Is Martinas Geben the next Mike Brey big man to make the leap? (Tom Loy/247 Sports)

  • Notre Dame: Martinas Geben. Geben has only played in 38 games over his two seasons at Notre Dame, but withZach Auguste now gone, Mike Brey needs another big body in the frontcourt to team up with Bonzie Colson. Brey has a demonstrated history of turning unknowns into productive players — look for Geben to be the next Irish example of that.
  • Pittsburgh: Justice Kithcart. Kithcart is a heralded recruit who Pittsburgh fans hope is their long term solution at point guard. While new head coach Kevin Stallings is expected to experiment with Jamel Artis at the point early in the season, the Panthers would be at their best if Artis can focus on being a scorer. After a season-ending injury to transfer Chrisshawn Clark, Stallings will need to lean on Kithcart even more.
  • Syracuse: John Gillon. Jim Boeheim took a team to the Final Four last year that probably should not have made the NCAA Tournament, He then lost three of his best players but returns a group that has enough talent to get back. The key is Gillon, who the Orange will need to run the offense and become the engine that makes the team go.
  • Virginia: Marial Shayok. Anyone who follows college basketball knows the key for Tony Bennett’s team this season will be finding some scoring to replace the loss of All-American Malcolm Brogdon. McDonald’s All-American Kyle Guy may eventually step into that role, but freshmen have typically not been key factors on Bennet’s teams. The player to watch in Charlottesville is Shayok, who was inconsistent last year but shot 43.6 percent from three despite only taking one attempt per game. The Cavaliers will lean on Shayok to replace some of Brogdon’s offense this season.
Virginia needs Marial Shayok to pick up some scoring slack. (Steve Mitchell/USA Today Sports)
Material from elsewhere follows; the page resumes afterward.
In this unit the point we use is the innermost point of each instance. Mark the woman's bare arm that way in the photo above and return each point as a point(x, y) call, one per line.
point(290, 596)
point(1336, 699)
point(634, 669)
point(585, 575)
Virginia needs Marial Shayok to pick up some scoring slack. (Steve Mitchell/USA Today Sports)

  • Virginia Tech: Ahmed Hill. Buzz Williams has always been a “whole is greater than the sum of its parts” kind of coach, and this Virginia Tech team should embody that notion perfectly. Hill, who is returning from a knee injury that cost him the entirety of last season, is a prototypical Williams player. He’s versatile, can shoot the three (38.6% in 2014-15) and plays as hard as anyone in the ACC.
  • Wake Forest: Austin Arians. Wake is in an odd spot of being a fairly talented team trapped in a historically loaded conference. A key addition to the program this year is Arians, who transferred over fromMilwaukee and will be a key part of Danny Manning’s rotation. He won’t get many of the headlines in Winston-Salem, but he will make plenty of winning plays as the Demon Deacons look to improve in year three of the Manning era.